ISS - IP1是一项多中心、随机、为期48周的开放试验,旨在比较对既往有核苷类药物治疗经历且CD4 + 细胞计数低于50/mm³ 的患者使用利托那韦或茚地那韦的情况。允许同时使用核苷类似物进行抗逆转录病毒治疗。主要疗效指标为生存率以及出现新的艾滋病定义事件或死亡的时间,采用意向性分析方法在整个观察期内进行分析。主要毒性指标为治疗中断时间和至少3级/严重不良事件,采用治疗中分析方法进行分析。疗效评估还包括CD4 + 细胞和RNA反应。该试验在5个月内招募了1251名患者。基线时,两组的平均CD4 + 细胞计数约为20个细胞/mm³,平均HIV RNA拷贝数为4.9 log10/ml。总体而言,利托那韦组有402名患者、茚地那韦组有250名患者永久停止了分配的治疗(相对风险,1.96;95%可信区间,1.68 - 2.30;p = 0.0001),这种差异大部分归因于利托那韦组因不良事件导致的停药人数较多。在平均随访307天(利托那韦组304天,茚地那韦组309天)后,观察到有124例死亡(利托那韦组61例,茚地那韦组63例;相对风险,0.96;95%可信区间,0.67 - 1.36;p = 0.80)以及330例新的艾滋病定义事件(利托那韦组170例,茚地那韦组160例;相对风险,1.05;95%可信区间,0.85 - 1.31;p = 0.60)。仍在接受治疗的患者中,两组的CD4 + 细胞计数均有所增加,到第24周时增加了约100个细胞,到第48周时增加了150个细胞。
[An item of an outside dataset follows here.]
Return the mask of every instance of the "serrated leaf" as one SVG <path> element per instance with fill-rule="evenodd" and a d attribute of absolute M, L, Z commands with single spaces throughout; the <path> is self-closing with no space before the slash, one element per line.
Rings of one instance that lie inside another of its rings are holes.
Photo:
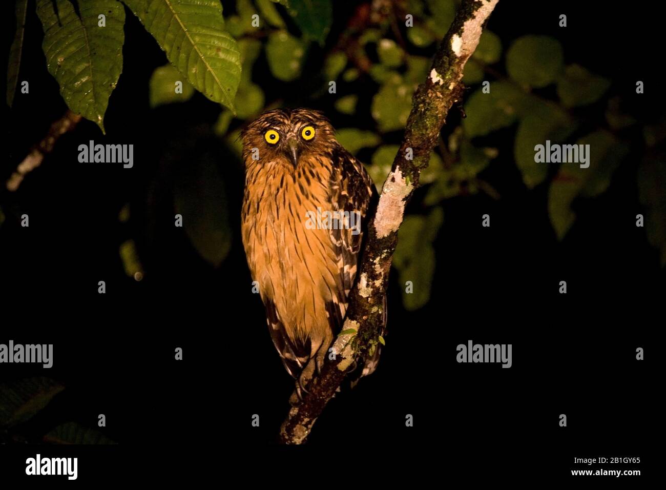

两组患者的体重也随时间增加。RNA反应分析显示两个治疗组均下降了1.5 log10或更多。总体而言,利托那韦组有400名患者、茚地那韦组有338名患者在随访期间出现了至少1次3级/严重新不良事件(相对风险,1.48;95%可信区间,1.28 - 1.72;p = 0.0001)。继续接受治疗的两组患者在第24周和第48周时均观察到了良好的CD4 + 细胞和RNA反应。茚地那韦在维持RNA、CD4 + 细胞和体重反应方面显示出稍好的效果。在临床结局(生存率和艾滋病定义事件)方面,利托那韦和茚地那韦的结果相当。